Top Five Tips for Preventing Child Abduction

Bob Stuber is one of the America's most recognized safety experts and the creator of Safe Escape, a video series that teaches parents and kids how to practice proactive safety skills. He shares his top five tactics all parents and kids should know to prevent child abduction:

1. Don't Use the Word Stranger
Using the word stranger confuses kids. "Nowadays, kids think a stranger is somebody they can smell before they can even see. They can spot this guy. He's hideous," Bob says. That is not always the case. A stranger can look like a normal person to a child.

2. Be Smart, Not Scared

Give children specific examples of how to react when approached by a potential predator. "When you're scared and you respond out of fear, you respond in a predictable manner. Pedophiles know it and they love it. That's how they want you." Bob says. "When you're smart, you're not predictable."

3. Learn to Spot Dangerous Actions
"You've got to teach children to look at actions, not at people," Bob explains. "Kids cannot discern if a person is good or bad by their appearance. It's impossible." For example, if a car drives by you and the person smiles and continues to drive, that's OK. If the person pulls over and tries to get a child to come to the car, that's a dangerous action.

Bob also suggests if a child is approached by a person in a car, he or she should immediately walk in the direction that is opposite of the way the car is facing, which makes it more difficult to follow the child.

4. Rules Change When a Child is in Danger
Children need to know that they do not need to display normal acceptable behavior when they're in trouble; they can act out. Bob explains that when a child is in a store, he or she wouldn't normally make a mess. "If somebody tried to grab a kid out of a store, he needs to know, 'I can knock anything off this shelf to get attention.' The more expensive, the better, because then a manager is going to get involved," Bob says.
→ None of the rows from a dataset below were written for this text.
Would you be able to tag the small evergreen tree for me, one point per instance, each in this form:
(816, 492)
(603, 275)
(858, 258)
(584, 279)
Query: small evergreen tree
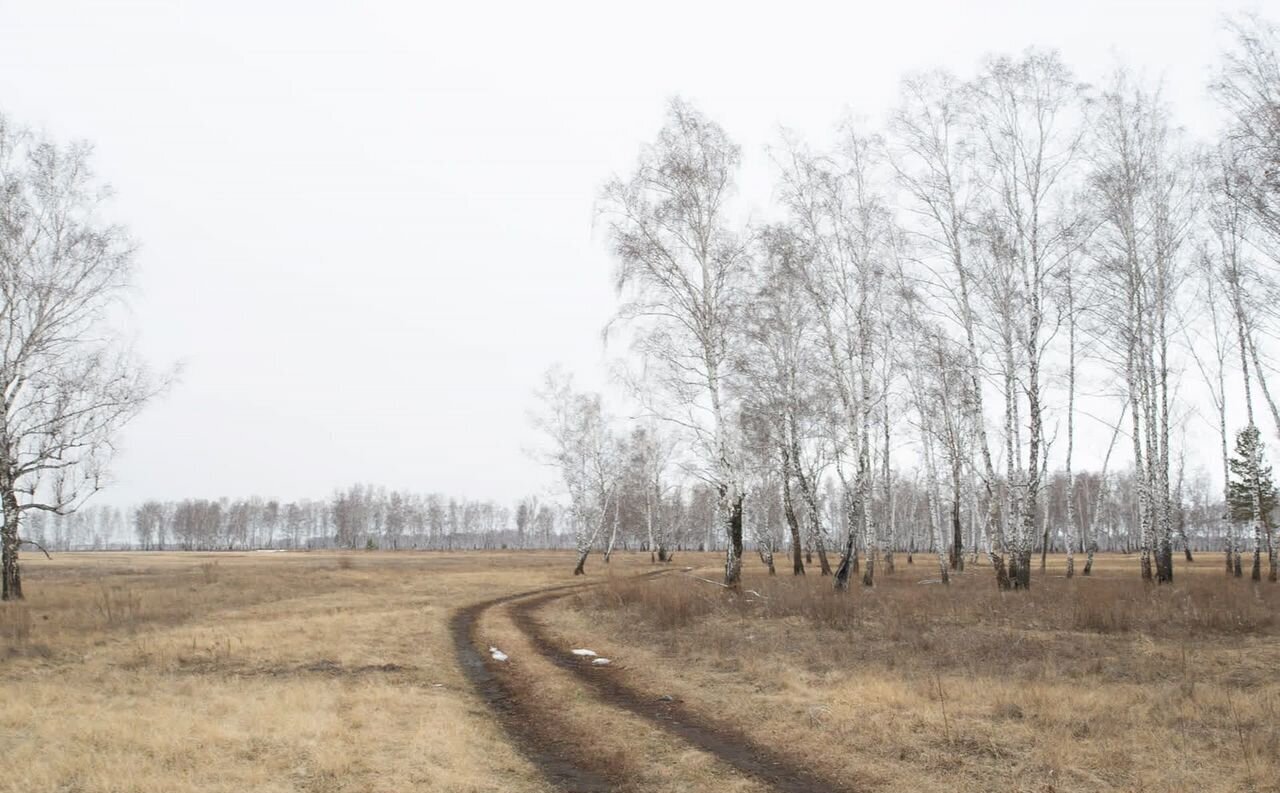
(1249, 471)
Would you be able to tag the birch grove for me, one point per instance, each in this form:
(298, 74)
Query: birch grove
(1002, 324)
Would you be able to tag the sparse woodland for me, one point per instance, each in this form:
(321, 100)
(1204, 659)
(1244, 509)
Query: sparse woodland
(894, 361)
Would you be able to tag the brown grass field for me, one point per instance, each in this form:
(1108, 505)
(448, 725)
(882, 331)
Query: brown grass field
(324, 672)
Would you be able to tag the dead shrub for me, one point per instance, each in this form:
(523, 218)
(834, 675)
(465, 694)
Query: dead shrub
(118, 605)
(209, 571)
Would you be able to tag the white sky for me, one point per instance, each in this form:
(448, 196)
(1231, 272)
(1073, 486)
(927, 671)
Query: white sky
(368, 227)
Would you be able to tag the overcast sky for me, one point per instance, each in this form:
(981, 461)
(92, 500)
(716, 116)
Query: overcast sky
(368, 227)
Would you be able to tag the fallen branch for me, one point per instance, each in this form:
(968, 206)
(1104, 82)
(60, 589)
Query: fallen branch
(37, 545)
(725, 586)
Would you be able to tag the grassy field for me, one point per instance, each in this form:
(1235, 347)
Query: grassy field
(327, 672)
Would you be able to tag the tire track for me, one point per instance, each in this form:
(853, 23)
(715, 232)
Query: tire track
(723, 742)
(522, 725)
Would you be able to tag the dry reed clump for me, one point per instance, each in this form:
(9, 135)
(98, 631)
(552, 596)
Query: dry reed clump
(16, 623)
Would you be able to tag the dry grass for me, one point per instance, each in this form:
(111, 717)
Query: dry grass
(1084, 684)
(336, 673)
(624, 747)
(174, 673)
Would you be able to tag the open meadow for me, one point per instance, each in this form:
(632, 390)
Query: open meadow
(327, 672)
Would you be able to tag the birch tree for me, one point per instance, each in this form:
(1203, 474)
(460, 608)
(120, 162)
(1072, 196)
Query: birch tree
(585, 453)
(846, 232)
(1029, 128)
(935, 160)
(1143, 202)
(68, 380)
(681, 267)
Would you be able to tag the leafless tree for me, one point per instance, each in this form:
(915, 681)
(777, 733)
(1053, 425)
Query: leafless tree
(848, 234)
(585, 453)
(681, 267)
(68, 381)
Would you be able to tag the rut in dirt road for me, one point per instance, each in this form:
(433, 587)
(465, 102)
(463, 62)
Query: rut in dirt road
(528, 730)
(723, 742)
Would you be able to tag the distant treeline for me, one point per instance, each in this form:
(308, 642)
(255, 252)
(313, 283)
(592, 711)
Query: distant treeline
(366, 517)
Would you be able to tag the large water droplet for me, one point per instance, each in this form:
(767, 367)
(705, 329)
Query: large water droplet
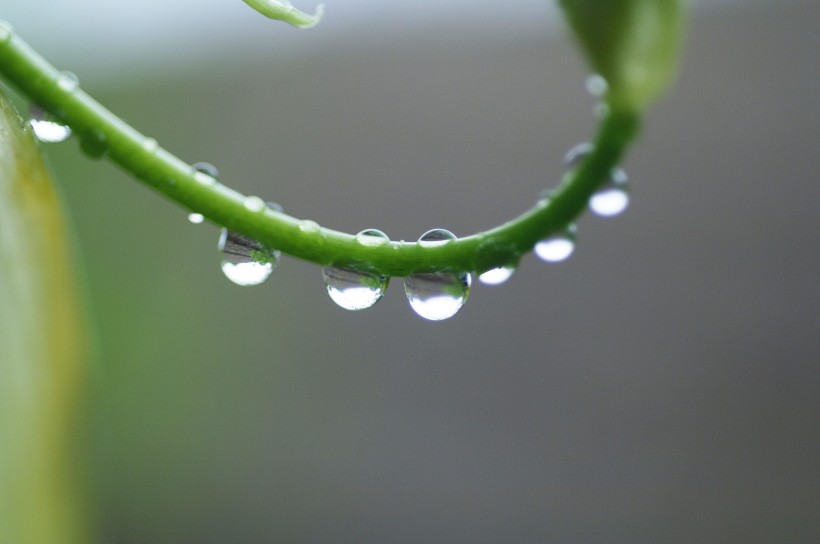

Dr. Phil adds that it's not only important to tell your children that they can act out, but parents should role play with their children. "They need to know when the rules are changed. When you feel threatened, you need to know you're not going to get in trouble. You can talk back to adults, you can defy, you can yell, scream, pee your pants, knock stuff off a shelf, throw a chair through a window — anything you have to do to get attention — if somebody is taking you against your will," Dr. Phil says. "If you're wrong, we'll clean it up."

5. Get Your Child a Passport
"If you get a passport for your child, it's harder for somebody else to get one if they take them. They can do it, but it's much more difficult," Bob says. If someone else is attempting to get a passport for your child, the process will take some time, and the time will work in your favor.

Bob reminds parents, "Kids are not afraid to talk about this. What they're afraid of is silence, then they make up their own scenarios." He adds that parents need to speak with their children often, not just once a year.

Additional Tips:

  • Travel to school with your child every few weeks. Check out the route and observe the individuals who come in contact with your child. Typical abductors are people who see your child every day, and your child may even speak to this person.
  • Teach your child to ask Mom or Dad before assisting or going with another adult. Children need to know they can tell their parents anything.
  • GPS is not a good protector of children, because predators are familiar with these devices. Get an ID bracelet for your child and put the child's name, the word "reward" and your phone number on the backside. Tell your child if someone tries to take them, remove the bracelet and throw it on the ground. Someone will find it and contact you. Law enforcement will strengthen their search once they have a clue.
  • If your child is missing, make sure to tell authorities about the tactics you've taught your child. They can incorporate those clues in their search.